How Small Businesses Can Benefit From Receivables Financing

receivables financingSmall businesses can benefit greatly from receivables financing. It gives them an opportunity to raise capital without having to depend on a bank loan or other sources of debt. Receivables financing allows companies to utilize the resources they have already, managed to develop, mainly their clients, to generate capital.

Companies that bill their companies (via receivables or invoices) often have to wait between one and three months before they are paid, for jobs they have already completed. Money has already been invested in these jobs in the form of materials and personnel. The problems is that a company is not able to recoup these costs for some time because the invoice their clients. This can cause financial problems. A business may begin to experience cash flow problems.
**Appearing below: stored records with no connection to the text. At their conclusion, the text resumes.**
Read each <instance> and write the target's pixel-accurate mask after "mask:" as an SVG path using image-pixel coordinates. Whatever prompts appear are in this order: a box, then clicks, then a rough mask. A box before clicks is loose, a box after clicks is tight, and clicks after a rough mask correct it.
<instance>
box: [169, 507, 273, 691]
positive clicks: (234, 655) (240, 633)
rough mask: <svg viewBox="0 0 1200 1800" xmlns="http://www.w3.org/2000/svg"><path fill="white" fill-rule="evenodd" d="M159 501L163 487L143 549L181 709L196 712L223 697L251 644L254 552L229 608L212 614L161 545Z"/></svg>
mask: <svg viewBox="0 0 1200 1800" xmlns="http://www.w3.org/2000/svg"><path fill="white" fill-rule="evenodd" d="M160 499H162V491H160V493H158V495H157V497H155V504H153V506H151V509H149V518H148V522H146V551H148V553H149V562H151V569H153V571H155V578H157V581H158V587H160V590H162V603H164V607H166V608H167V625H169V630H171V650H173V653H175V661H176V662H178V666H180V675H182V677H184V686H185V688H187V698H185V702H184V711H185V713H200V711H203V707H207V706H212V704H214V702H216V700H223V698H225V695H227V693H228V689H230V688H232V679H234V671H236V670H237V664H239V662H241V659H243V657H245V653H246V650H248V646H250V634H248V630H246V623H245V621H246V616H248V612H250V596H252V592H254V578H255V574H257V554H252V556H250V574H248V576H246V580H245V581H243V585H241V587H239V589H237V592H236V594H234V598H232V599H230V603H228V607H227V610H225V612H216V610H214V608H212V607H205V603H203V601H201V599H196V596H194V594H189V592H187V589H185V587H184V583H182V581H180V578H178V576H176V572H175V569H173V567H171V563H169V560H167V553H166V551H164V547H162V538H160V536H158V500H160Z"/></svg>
If these problems become severe enough and executives can not find a way to infuse capital into the business, they may be forced to shut the company’s doors. That is, of course, if they are unable to find a suitable method to generate cash. Receivables financing is one option.

When a company utilizes account receivables financing, they are essentially selling their outstanding invoices for immediate cash. Instead of waiting 30 to 90 days for their clients to pay their bills, they will be able to generate capital in a matter of days, sometimes as little as 24 hours. Factors are companies that purchase quality receivables. If a company has clients with excellent or even very good credit, chances are that they will be able to find a Factor wiling to buy them. They are uniformly purchased at a discounted rate, typically 10% to 30% less then what they are worth. The remainder of the invoices’ value will be received by the company that sold them, after the Factor collects them.

After the Factor purchases the invoices, all outstanding payments are made to them. The original payment arrangements will remain the same. After the invoices have been paid, all monies go back to the company that originally owned them, that is except for the Factor’s fees and any money that already went toward the purchase of the invoices.

While accounts receivables financing isn’t for every company, it is a great option for many. Businesses that invoice their clients but can’t afford to wait 30 to 90 days to receive payment may find that this sort of commercial financing is exactly what they need to keep their doors open or to invest in their growth. It allows them to do both without taking on risky debt or jumping through hoops to generate the necessary capital.